In questo periodo sosto spesso nei paraggi di bancarelle, carretti e strabilianti furgoni adibiti ad improvvisati fornelli o vere e proprie cucine da strada.

A volte preparo i cartoni per la notte senza neanche finire il giro delle ultime luci fumanti, là in fondo alla strada. E’ una vera pacchia il Natale. Per le strade si trova di tutto, caldarroste, zeppole, crocché, pizzette, crepes ecc. Gli odori son forti e tutti quei fumi svaniscono con rapide traiettorie nei vicoli laterali, rincorsi da gelide folate di vento.

Tante volte mi fermo più per il freddo pungente che per la fame. Inconsapevolmente mi capita di saltellare sull’asfalto, ora su un piede ora sull’altro, per riprendere la normale circolazione sanguigna. Tutti noi sappiamo che questi improvvisati venditori, appena un gradino sopra di noi, in questi giorni sono più cordiali e gentili. Ci fanno riscaldare e talvolta ci danno anche qualche frittella calda da mangiare, dipende dalle vendite.
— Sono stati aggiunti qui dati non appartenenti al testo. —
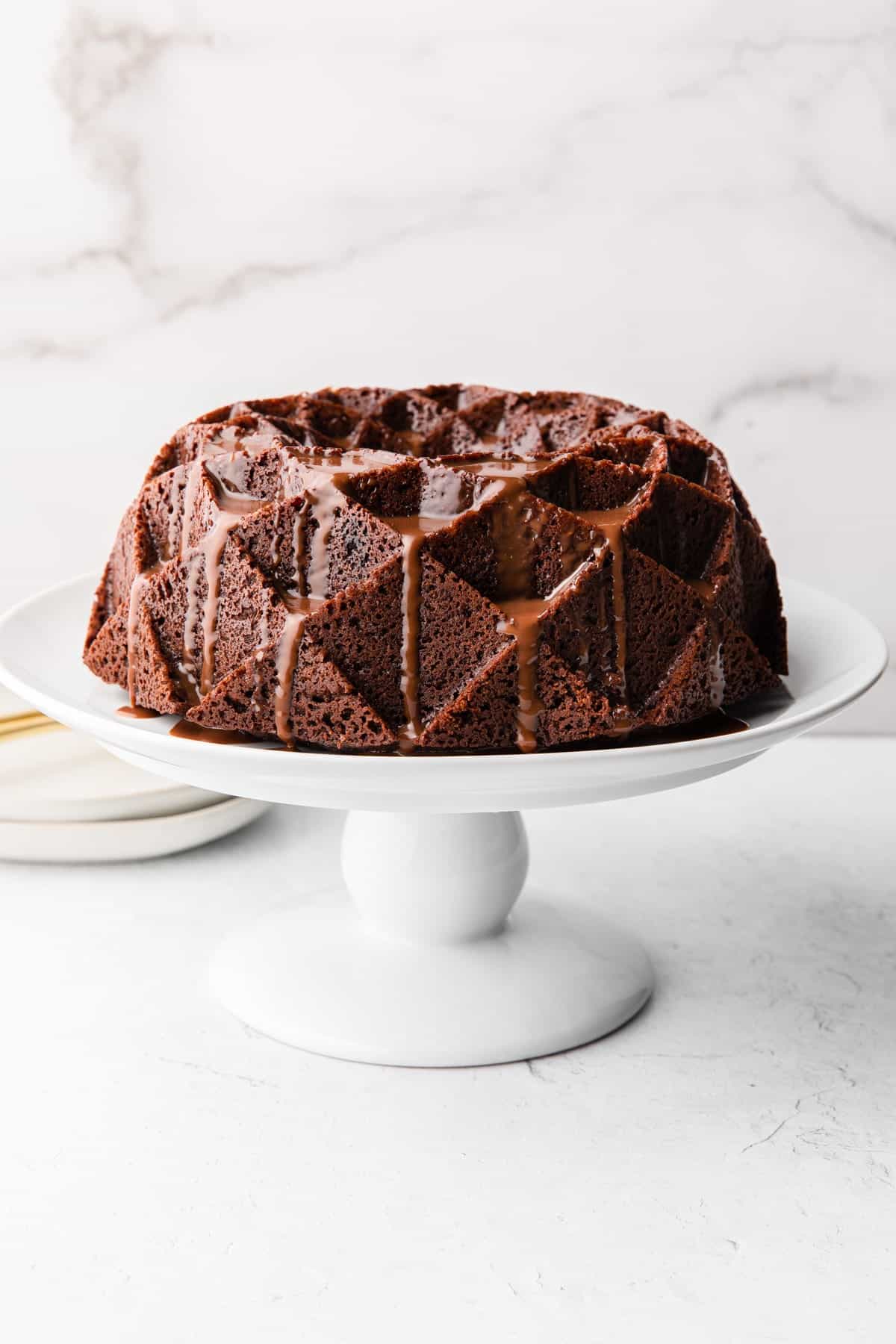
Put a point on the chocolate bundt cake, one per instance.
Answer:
(445, 569)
Abbiamo imparato a non avvicinarci quando ci sono famiglie o troppi bambini, lo facciamo in momenti di pausa o a fine serata per non imbarazzare nessuno e per non far perdere alcun cliente al nostro benefattore. Aspettiamo a debita distanza, persi in pensieri che non abbiamo, cercando di cogliere il benevolo sguardo di pass da parte del gestore. Poi ci precipitiamo verso la fonte di quella immensa luce, verso quel magnetico calore fumante simile a tanti piccoli fantasmi appena liberati. Per prima cosa, allunghiamo le mani. No, non per afferrare quel ben di dio, ma per scaldare quelle dita quasi violacee che fuoriescono dai vecchi guanti tagliati a metà.